Anna is the protagonist of Hazel’s favorite book An Imperial Affliction, and she serves as a tool to help the reader understand and interpret both Hazel and the book’s author, Peter Van Houten. Throughout The Fault in our Stars, Hazel sees herself reflected in Anna. She notes that although An Imperial Affliction is about a girl with terminal cancer, “it's not a cancer book.” After receiving her diagnosis, Anna defies stereotypes, and instead of raising money for cancer research, she starts “The Anna Foundation for People with Cancer Who Want to Cure Cholera.” Anna's characterization and Hazel’s response to it suggests that, like Anna, Hazel does not want her life and identity to revolve around her disease.
Hazel suspects the book ends mid-sentence because Anna either dies or becomes too sick to continue, paralleling the reality of Hazel’s own life as a terminal cancer patient. For Hazel as well as Augustus, death can strike at any time, and they must carry that burden with them every day.
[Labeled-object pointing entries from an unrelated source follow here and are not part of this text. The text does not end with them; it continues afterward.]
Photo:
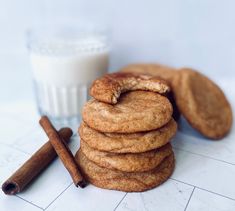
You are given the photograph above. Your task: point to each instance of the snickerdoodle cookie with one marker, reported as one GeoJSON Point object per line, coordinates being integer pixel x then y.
{"type": "Point", "coordinates": [202, 103]}
{"type": "Point", "coordinates": [135, 111]}
{"type": "Point", "coordinates": [109, 87]}
{"type": "Point", "coordinates": [122, 181]}
{"type": "Point", "coordinates": [128, 162]}
{"type": "Point", "coordinates": [162, 71]}
{"type": "Point", "coordinates": [128, 142]}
Hazel fixates on the book’s abrupt ending because she wants to know what happens to the other characters in the story after Anna's death. This obsession reflects Hazel's fear that her loved ones—her parents, for instance—will not be able to move on after Hazel inevitably dies.
Anna also symbolizes loss and the overwhelming power of grief. Her character is based on Van Houten's daughter, who died from leukemia when she was eight years old. He creates Anna to help him cope with his grief, enabling him to give his daughter a “second life where she got to be a teenager,” as Hazel puts it. The fact that Anna is based on Van Houten’s daughter, and that Van Houten is overcome with grief and turns to alcoholism and cruelty, would appear to answer Hazel’s question. However, in seeking this answer, Hazel comes to realize the pain her death will cause her loved ones is outweighed by the joy of knowing and loving her.